Our findings, showing main differences between ASD and TD children in the associations of looking behavior and EEG in theta and beta bands, prompted us to study a metric, typically used in ADHD research, Theta-Beta ratio (TBR)58,59,60, which measures an increase in theta power relative to a decrease in beta power. Indeed, TBR log-ratio was positively associated with RALDSocial,Toys for TD children across all scalp regions, while a negative association existed for ASD children across the posterior region. There has been evidence for use of TBR as a biomarker for ADHD, but the exact neural basis of the TBR is still poorly understood (see Lenartowitz, Loo58 and Jeste et al.61 for reviews). However, no previous research to our knowledge has looked into TBR as a measure of brain response to social/nonsocial stimuli, especially in children with autism.
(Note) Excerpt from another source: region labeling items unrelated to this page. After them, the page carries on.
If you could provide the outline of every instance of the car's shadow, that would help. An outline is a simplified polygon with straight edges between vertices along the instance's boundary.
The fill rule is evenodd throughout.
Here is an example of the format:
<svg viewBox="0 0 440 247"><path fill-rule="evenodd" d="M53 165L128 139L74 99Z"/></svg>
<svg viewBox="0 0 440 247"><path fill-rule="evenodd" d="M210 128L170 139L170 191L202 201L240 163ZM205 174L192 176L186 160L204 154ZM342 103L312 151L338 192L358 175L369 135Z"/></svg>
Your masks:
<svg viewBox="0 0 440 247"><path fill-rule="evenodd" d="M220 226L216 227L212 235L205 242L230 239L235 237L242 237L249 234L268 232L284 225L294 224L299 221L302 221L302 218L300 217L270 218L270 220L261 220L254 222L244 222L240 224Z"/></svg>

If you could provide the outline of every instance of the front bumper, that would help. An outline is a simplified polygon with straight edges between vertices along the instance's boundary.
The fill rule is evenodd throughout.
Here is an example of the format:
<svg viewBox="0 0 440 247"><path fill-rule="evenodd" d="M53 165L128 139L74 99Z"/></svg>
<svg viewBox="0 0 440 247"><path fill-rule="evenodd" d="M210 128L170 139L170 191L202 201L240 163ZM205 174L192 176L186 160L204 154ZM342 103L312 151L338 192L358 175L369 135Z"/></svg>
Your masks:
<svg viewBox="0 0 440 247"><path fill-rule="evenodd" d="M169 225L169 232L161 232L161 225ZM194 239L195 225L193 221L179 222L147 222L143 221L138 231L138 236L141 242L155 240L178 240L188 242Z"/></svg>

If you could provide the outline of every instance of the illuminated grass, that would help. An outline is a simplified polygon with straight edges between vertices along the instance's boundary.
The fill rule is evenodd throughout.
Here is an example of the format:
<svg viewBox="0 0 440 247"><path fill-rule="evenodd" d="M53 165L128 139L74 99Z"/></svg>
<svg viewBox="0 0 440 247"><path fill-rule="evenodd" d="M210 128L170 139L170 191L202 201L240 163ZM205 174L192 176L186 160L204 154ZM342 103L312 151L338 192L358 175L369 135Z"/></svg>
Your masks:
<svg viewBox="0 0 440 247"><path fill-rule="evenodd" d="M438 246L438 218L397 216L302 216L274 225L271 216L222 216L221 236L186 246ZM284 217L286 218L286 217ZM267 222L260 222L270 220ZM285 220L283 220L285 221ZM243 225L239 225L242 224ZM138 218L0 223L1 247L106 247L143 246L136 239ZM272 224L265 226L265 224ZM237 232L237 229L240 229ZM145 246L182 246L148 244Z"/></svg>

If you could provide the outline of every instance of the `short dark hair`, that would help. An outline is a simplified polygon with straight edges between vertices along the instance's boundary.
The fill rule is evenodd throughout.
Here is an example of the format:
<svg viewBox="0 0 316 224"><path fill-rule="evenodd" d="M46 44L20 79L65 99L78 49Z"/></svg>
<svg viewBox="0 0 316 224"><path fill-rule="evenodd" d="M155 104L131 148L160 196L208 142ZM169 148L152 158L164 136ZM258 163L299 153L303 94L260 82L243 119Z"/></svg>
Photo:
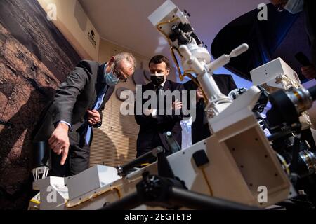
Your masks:
<svg viewBox="0 0 316 224"><path fill-rule="evenodd" d="M166 58L164 56L162 55L156 55L154 56L152 59L150 61L150 63L148 64L148 66L150 66L150 64L160 64L164 62L166 63L166 68L170 69L170 62L168 58Z"/></svg>

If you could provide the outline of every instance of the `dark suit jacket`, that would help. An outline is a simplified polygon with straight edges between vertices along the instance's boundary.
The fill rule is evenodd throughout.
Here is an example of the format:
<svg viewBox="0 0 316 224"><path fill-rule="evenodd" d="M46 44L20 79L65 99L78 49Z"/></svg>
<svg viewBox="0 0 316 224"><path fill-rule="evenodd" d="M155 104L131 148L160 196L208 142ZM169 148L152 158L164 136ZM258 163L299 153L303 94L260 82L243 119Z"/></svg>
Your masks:
<svg viewBox="0 0 316 224"><path fill-rule="evenodd" d="M312 63L316 66L316 1L305 0L304 11L306 18L306 28L310 42Z"/></svg>
<svg viewBox="0 0 316 224"><path fill-rule="evenodd" d="M217 85L223 94L228 95L230 91L237 89L236 84L230 75L213 75ZM197 85L193 81L188 81L183 84L186 90L196 90ZM197 103L196 119L192 122L192 144L205 139L211 136L209 124L206 123L204 112L205 104L203 99Z"/></svg>
<svg viewBox="0 0 316 224"><path fill-rule="evenodd" d="M171 92L175 90L183 90L183 85L166 80L164 85L164 90L170 90ZM142 86L142 96L146 90L154 90L152 83ZM178 99L181 100L181 99ZM137 101L135 104L135 109L137 106L143 108L143 105L149 99L143 99L141 102ZM173 99L173 102L175 99ZM142 110L143 111L143 110ZM165 139L164 133L171 131L174 139L181 146L182 128L180 121L183 119L183 115L157 115L157 118L152 115L145 115L143 113L137 115L135 113L135 119L138 125L140 125L138 137L137 139L138 156L145 152L148 152L158 146L164 147L167 150L170 150L168 144Z"/></svg>
<svg viewBox="0 0 316 224"><path fill-rule="evenodd" d="M53 99L44 108L33 132L33 141L46 141L55 130L55 125L64 120L72 125L69 135L70 139L79 143L81 135L84 134L86 111L91 110L98 93L106 85L103 83L105 64L84 60L71 71L66 80L56 90ZM102 119L102 111L105 103L113 93L114 87L109 87L100 108L98 110ZM95 125L99 127L102 121ZM77 141L76 141L77 140Z"/></svg>

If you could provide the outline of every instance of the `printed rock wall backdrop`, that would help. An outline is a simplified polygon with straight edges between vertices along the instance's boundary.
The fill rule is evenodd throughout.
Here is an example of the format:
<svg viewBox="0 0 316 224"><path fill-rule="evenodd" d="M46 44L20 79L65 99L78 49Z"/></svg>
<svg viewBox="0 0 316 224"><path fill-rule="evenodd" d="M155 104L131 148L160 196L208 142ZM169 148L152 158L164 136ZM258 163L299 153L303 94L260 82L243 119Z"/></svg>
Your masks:
<svg viewBox="0 0 316 224"><path fill-rule="evenodd" d="M26 209L34 196L32 129L80 59L37 1L0 1L0 209Z"/></svg>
Interestingly, it is estimated that 37–85% of the ASD population has comorbid ADHD62. While both disorders involve disruptions in attention, individuals with ADHD show more pronounced deficits in sustained attention than those with ASD63,64. Since TBR is atypical in both ADHD and ASD, we may be probing attentional brain circuitry that is commonly disrupted in both disorders. More work is needed to understand the similarities and differences in brain functioning and attentional behaviors between ASD and ADHD participants.
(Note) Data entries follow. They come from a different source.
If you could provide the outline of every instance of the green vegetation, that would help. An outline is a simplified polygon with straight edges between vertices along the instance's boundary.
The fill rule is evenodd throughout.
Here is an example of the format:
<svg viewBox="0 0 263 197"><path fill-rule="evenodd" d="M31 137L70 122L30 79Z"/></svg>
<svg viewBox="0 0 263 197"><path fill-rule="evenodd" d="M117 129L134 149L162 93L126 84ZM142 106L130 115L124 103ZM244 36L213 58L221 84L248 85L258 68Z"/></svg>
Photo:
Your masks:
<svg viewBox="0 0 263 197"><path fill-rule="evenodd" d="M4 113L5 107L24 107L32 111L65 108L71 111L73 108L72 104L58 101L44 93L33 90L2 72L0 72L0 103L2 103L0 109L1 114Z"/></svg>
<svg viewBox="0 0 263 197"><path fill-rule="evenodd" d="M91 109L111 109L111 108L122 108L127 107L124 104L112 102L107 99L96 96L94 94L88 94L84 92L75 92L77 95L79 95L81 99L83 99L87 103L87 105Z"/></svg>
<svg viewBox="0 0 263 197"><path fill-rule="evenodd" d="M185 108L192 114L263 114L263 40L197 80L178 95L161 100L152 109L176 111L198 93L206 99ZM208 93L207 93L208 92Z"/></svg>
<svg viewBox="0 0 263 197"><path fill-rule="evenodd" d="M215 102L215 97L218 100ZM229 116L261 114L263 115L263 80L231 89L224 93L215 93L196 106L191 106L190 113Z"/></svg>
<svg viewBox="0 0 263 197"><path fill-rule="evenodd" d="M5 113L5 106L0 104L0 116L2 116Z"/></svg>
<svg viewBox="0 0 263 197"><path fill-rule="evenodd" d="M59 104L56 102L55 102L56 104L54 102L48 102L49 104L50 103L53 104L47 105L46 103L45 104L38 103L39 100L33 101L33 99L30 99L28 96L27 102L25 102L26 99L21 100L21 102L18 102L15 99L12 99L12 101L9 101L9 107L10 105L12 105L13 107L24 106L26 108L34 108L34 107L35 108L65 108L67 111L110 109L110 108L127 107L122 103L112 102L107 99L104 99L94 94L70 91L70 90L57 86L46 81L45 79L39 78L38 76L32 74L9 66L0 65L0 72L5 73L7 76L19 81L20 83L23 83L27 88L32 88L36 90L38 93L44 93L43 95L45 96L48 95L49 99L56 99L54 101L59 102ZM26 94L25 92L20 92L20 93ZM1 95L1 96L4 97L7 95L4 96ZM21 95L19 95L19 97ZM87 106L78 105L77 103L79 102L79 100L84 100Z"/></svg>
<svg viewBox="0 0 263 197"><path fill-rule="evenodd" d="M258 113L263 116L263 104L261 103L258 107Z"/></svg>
Previous research has studied EEG activity during social and nonsocial videos in clinical trials for children with ASD. In a study comparing a TD group and two behavioral intervention models (Early Start Denver Model9 and community intervention), Dawson et al.27 reported increased log-ratio (Faces vs. Objects) theta power in the TD group as well as the ESDM group, while the opposite pattern was observed in the group that received community intervention. In the present study we found that, for the TD group, increased theta power during the social stimulus and log-ratio (Social vs. Toys) was associated with increased preference to social videos, consistent with Dawson’s findings in the TD and ESDM groups. Increases in theta power have been implicated in the allocation of greater attentional and cognitive resources27. Furthermore, Murias et al.35 found that higher baseline beta power was predictive of changes in the Vineland Socialization subscale score in an open-label trial testing the efficacy of umbilical cord blood for children with ASD. It is clear from these studies that theta and beta power are viable, modifiable biomarkers for ASD, and the current results provide additional evidence that these brain markers are associated with the ability to sustain attention, which involves development of inhibitory and executive functioning skills. Data shows that there is similar association in ASD children in our study (log-ratio of beta power increases as engagement in social stimulus increases), while this pattern is not showing up in TD children. This supports the idea that ASD and TD children process social and nonsocial stimuli differently, and combining behavioral and EEG data is a way to reveal this difference.

A potential weakness in our study was the fact that TD and ASD groups differed not only in terms of an ASD diagnosis but also in cognitive ability and sex distribution, with the ASD group having a mean lower IQ and more male participants compared to the TD group. All results accounted for this group difference by including IQ and sex as covariates. However, future work should include comparisons between groups with similar cognitive ability and sex distribution. In addition, the study used a relatively small sample size which limited statistical power; nevertheless, many findings were still robust enough to be statistically significant.

In the presented work we proposed a method to analyze looking behavior during synchronized spontaneous EEG recording. We showed that the measures of looking behavior that incorporate not only total attention time but also average look duration, differentiate between children with TD and ASD and are associated with differential patterns of EEG activity, which differ in children with ASD and TD. Future work will aim at combining this measure with EEG signal features for improving assessment of autism spectrum disorder.